Had an opposite experience. Did QA for an Android app which set up a local VPN and selectively pushed traffic to a SPDY proxy doing some magic.

Had to do a fair bit of work with Wireshark to troubleshoot protocol issues. It was eye-opening too, especially the amount of traffic generated in the background by Facebook.

Sadly, developers rarely go any further than the network tab in a browser debug tools.


I have kind of the same experience being a database administrator. In so many cases programmers have no clue what is actually happening behind their queries. The worst thing is that they think they know or just don't pay attention! :D


> given a computer, an opcode reference sheet, a way to enter bytes into a computer, and enough time, is capable of making an operating system and a bunch of applications

Yeah, as long as “enough time” is measured in years I could still be a fullstack developer under that definition.

There's still a good reason to treat layers as magic though. Mental working space is limited and abstractions with minimal leakage are the only way to get things done at ever increasing speeds.


I'd say there's good reasons to treat some layers as black boxes, but not as magic; you use abstractions precisely because mental space is limited, not because the underlying object is intrinsically non-understandable.

As I replied to another comment below, I wrote "is capable of doing", not "does".


This made me think of GEB:

> ... we all know that we human beings are composed of an enormous number of cells (around wenty-five trillion), and therefore that everything we do could in principle be described in terms of cells. Or it could even be described on the level of molecules. Most of us accept this in a rather matter-of-fact way; we go to the doctor, who looks at us on lower levels than we think of ourselves.
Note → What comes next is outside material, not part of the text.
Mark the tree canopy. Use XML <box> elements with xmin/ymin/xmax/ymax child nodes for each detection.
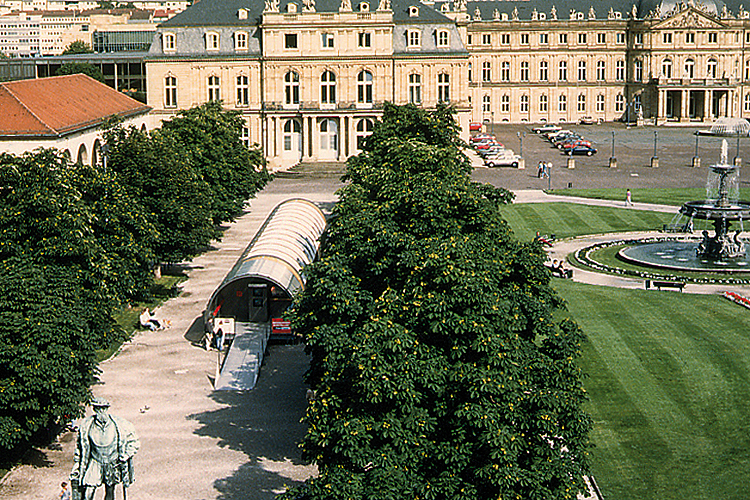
<box><xmin>285</xmin><ymin>105</ymin><xmax>590</xmax><ymax>500</ymax></box>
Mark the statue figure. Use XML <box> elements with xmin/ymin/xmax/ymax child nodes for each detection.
<box><xmin>70</xmin><ymin>398</ymin><xmax>141</xmax><ymax>500</ymax></box>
We read about DNA and "genetic engineering" and sip our coffee. We seem to have reconciled these two inconceivably different pictures of ourselves simply by disconnecting them from each other. We have almost no way to relate a microscopic description of ourselves to that which we feel ourselves to be, and hence it is possible to store separate representations of ourselves in quite separate "compartments" of our minds. Seldom do we have to flip back and forth between these two concepts of ourselves, wondering "How can these two totally different things be the same me?"

-Douglas Hofstadter, "Gödel, Escher, Bach", Chapter 10


As I replied to another comment below:

I understand the distinction you're making but in my experience the words are interchangeable. Just because I treat a system as magic one moment does not mean that I can't later dive under the hood and fix it the next. It's just a matter of context switching.


Many thanks to Reificator, avyfain, and ggambetta for the string of comments which synthesize so much of how i think about cyberphysical systems, but in a way that has crystalized it and given me a breakthrough in writing for my research. I'll ping you the result of this if you are open to a dm. Either way, you've given me a gift in your comments and bogdamp, awesome post! Quite pure and actionable insights.


This comment reminds me of Feinman describing how he out-computed an abacus expert just extrapolating from a few facts he had memorized. I think mental working space is limited and should be optimized on (as in, don't load your mind up with too much low level stuff), sure, but it's the ability to synthesize known tool sets and their capabilities rapidly that helps more. Learning 'another way of thinking about it' is generally the value of doing these first principles style tutorials although I think one can take it too far.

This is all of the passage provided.